Kejagung Ikut Pantau Penyebab IHSG Anjlok
BeritaNasional.com - Kejaksaan Agung (Kejagung) turut memantau penyebab anjloknya Indeks Harga Saham Gabungan (IHSG) lebih dari 8 persen pada periode perdagangan sejak Rabu (28/1/2026).
Dirdik Jampidsus Kejagung RI Syarief Sulaeman Nahdi mengatakan pemantauan dilakukan terkait pendalaman apakah ada unsur pidana korupsi dari kejadian turunnya IHSG secara mendadak.
"Jadi gini. Kita kejaksaan juga tetap memantau ya, atau memonitor adanya kejadian-kejadian. Seperti salah satunya adalah kejatuhan atau anjloknya IHSG secara mendadak dalam waktu satu-dua hari itu," ujar Syarief yang dikutip pada Minggu (1/2/2026).
Meski begitu, Syarief belum mengungkap objek apa yang dipantau apakah terkait isu saham 'gorengan' atau ada hal lain.
Namun, dia menyatakan pihaknya akan mengawal setiap kasus yang memiliki kepentingan masyarakat umum.
"Itu tetap dalam pantauan kami, ya. Semua kami telaah. Pokoknya semua yang bersangkutan dengan kepentingan masyarakat umum, itu pasti kami pantau," ujarnya.
Sebelumnya, Menteri Keuangan (Menkeu) Purbaya Yudhi Sadewa sempat menilai anjloknya IHSG didorong salah satunya, karena aksi 'goreng-gorengan' saham.

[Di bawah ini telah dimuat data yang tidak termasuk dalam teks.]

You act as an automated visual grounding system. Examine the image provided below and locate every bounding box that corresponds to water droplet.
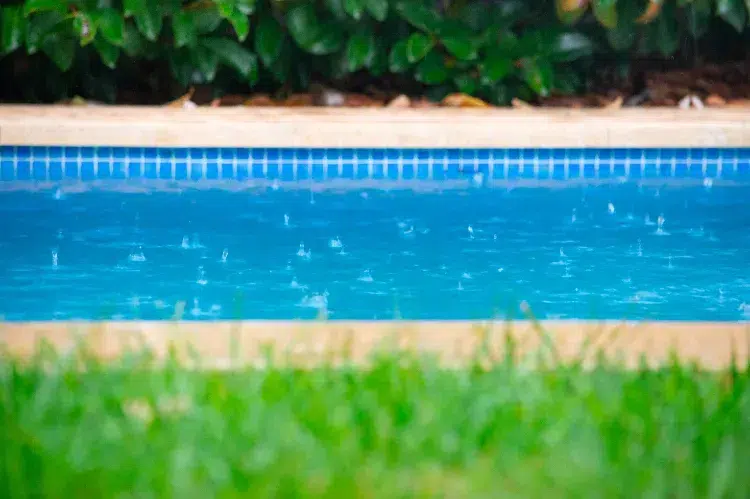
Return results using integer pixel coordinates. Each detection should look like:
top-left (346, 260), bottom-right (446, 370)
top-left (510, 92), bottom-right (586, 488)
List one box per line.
top-left (128, 247), bottom-right (146, 262)
top-left (195, 267), bottom-right (208, 286)
top-left (297, 243), bottom-right (310, 260)
top-left (190, 298), bottom-right (201, 317)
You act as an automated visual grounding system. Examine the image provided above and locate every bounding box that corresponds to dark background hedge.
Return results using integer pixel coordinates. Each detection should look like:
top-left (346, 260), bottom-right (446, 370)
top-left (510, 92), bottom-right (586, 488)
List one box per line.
top-left (0, 0), bottom-right (750, 104)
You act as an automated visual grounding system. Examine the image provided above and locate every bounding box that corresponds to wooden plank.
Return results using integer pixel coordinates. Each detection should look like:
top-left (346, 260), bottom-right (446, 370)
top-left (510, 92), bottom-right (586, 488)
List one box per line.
top-left (0, 321), bottom-right (750, 369)
top-left (0, 106), bottom-right (750, 148)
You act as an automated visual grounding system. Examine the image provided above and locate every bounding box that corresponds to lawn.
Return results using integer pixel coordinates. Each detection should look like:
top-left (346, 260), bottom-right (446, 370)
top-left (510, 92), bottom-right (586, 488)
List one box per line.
top-left (0, 344), bottom-right (750, 498)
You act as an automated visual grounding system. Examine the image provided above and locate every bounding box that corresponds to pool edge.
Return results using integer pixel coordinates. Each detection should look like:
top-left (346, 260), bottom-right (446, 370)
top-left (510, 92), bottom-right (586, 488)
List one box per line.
top-left (0, 321), bottom-right (750, 369)
top-left (0, 105), bottom-right (750, 148)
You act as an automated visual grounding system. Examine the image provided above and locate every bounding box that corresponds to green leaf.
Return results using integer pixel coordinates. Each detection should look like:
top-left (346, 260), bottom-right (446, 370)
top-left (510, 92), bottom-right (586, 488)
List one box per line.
top-left (396, 0), bottom-right (440, 33)
top-left (201, 38), bottom-right (258, 83)
top-left (189, 5), bottom-right (221, 34)
top-left (325, 0), bottom-right (349, 21)
top-left (406, 33), bottom-right (435, 64)
top-left (42, 31), bottom-right (76, 72)
top-left (414, 51), bottom-right (448, 85)
top-left (0, 5), bottom-right (26, 54)
top-left (388, 39), bottom-right (411, 73)
top-left (92, 8), bottom-right (125, 46)
top-left (172, 10), bottom-right (198, 48)
top-left (522, 59), bottom-right (553, 97)
top-left (343, 0), bottom-right (365, 20)
top-left (268, 37), bottom-right (292, 83)
top-left (716, 0), bottom-right (750, 32)
top-left (453, 74), bottom-right (477, 95)
top-left (652, 5), bottom-right (680, 57)
top-left (307, 22), bottom-right (344, 55)
top-left (123, 0), bottom-right (162, 42)
top-left (479, 46), bottom-right (513, 83)
top-left (345, 33), bottom-right (375, 72)
top-left (555, 0), bottom-right (588, 24)
top-left (686, 0), bottom-right (712, 38)
top-left (255, 15), bottom-right (284, 66)
top-left (73, 12), bottom-right (96, 47)
top-left (235, 0), bottom-right (256, 16)
top-left (167, 47), bottom-right (194, 87)
top-left (367, 39), bottom-right (388, 77)
top-left (552, 32), bottom-right (594, 62)
top-left (226, 9), bottom-right (250, 42)
top-left (592, 0), bottom-right (617, 29)
top-left (441, 37), bottom-right (477, 61)
top-left (23, 0), bottom-right (68, 17)
top-left (94, 36), bottom-right (120, 69)
top-left (365, 0), bottom-right (390, 22)
top-left (26, 11), bottom-right (65, 54)
top-left (286, 3), bottom-right (319, 48)
top-left (122, 23), bottom-right (148, 57)
top-left (191, 44), bottom-right (219, 83)
top-left (437, 20), bottom-right (478, 61)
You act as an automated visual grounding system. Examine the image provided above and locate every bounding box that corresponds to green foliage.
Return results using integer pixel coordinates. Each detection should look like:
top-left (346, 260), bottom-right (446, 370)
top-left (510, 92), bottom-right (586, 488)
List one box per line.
top-left (0, 0), bottom-right (750, 104)
top-left (0, 338), bottom-right (750, 498)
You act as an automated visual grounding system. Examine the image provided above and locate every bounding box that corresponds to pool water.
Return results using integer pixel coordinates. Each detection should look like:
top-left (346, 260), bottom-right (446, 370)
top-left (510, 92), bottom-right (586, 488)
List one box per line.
top-left (0, 180), bottom-right (750, 321)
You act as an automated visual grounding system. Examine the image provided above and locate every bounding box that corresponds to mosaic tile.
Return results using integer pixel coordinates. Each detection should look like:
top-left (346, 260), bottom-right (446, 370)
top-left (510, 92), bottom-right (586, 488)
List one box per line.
top-left (0, 146), bottom-right (750, 182)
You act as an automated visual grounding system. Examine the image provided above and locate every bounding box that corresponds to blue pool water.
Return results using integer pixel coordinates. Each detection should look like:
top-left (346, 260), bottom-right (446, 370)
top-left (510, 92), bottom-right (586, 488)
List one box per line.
top-left (0, 174), bottom-right (750, 321)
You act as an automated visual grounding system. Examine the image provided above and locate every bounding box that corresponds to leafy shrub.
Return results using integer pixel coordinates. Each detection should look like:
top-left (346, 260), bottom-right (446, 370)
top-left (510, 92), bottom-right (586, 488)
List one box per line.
top-left (0, 0), bottom-right (750, 103)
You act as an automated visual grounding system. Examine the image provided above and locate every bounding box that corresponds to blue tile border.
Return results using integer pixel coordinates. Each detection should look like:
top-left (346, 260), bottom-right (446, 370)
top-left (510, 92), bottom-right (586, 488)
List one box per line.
top-left (0, 146), bottom-right (750, 182)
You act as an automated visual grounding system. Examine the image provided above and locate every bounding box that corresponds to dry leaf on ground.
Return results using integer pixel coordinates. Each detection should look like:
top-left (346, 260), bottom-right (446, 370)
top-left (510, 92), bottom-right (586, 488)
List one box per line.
top-left (385, 94), bottom-right (411, 108)
top-left (440, 94), bottom-right (489, 107)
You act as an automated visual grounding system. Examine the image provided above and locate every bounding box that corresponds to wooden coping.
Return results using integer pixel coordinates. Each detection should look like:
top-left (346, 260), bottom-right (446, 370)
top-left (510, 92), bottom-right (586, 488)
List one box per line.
top-left (0, 321), bottom-right (750, 369)
top-left (0, 106), bottom-right (750, 148)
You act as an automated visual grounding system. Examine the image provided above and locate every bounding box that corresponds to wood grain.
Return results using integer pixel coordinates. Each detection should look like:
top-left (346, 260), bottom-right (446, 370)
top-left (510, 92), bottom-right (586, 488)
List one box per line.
top-left (0, 321), bottom-right (750, 369)
top-left (0, 106), bottom-right (750, 148)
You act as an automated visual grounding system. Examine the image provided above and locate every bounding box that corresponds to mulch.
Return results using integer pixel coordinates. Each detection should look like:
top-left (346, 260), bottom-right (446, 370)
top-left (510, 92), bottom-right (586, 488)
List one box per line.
top-left (65, 62), bottom-right (750, 109)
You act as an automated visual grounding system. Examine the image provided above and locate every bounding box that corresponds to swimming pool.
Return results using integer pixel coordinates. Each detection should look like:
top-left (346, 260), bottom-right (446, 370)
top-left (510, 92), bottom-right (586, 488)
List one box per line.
top-left (0, 146), bottom-right (750, 321)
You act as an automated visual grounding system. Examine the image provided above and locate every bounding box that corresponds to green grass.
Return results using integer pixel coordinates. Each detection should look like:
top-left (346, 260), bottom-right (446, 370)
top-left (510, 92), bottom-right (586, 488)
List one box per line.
top-left (0, 344), bottom-right (750, 498)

Diiringi laporan Morgan Stanley Capital International (MSCI) terkait kebijakan interim soal pasar modal Indonesia.
Alhasil, MSCI membekukan sementara perlakuan indeks saham Indonesia seiring kekhawatiran terhadap isu free float dan aksesibilitas pasar.
Walau begitu, pasar saham Indonesia masih memiliki waktu sampai Mei 2026 untuk membereskan persoalan transparansi hingga free float.
"IHSG jatuh karena berita MSCI yang menilai pasar saham Indonesia kurang transparan dan banyak 'goreng-gorengan' saham," ujar Purbaya pada Rabu (28/1/2027).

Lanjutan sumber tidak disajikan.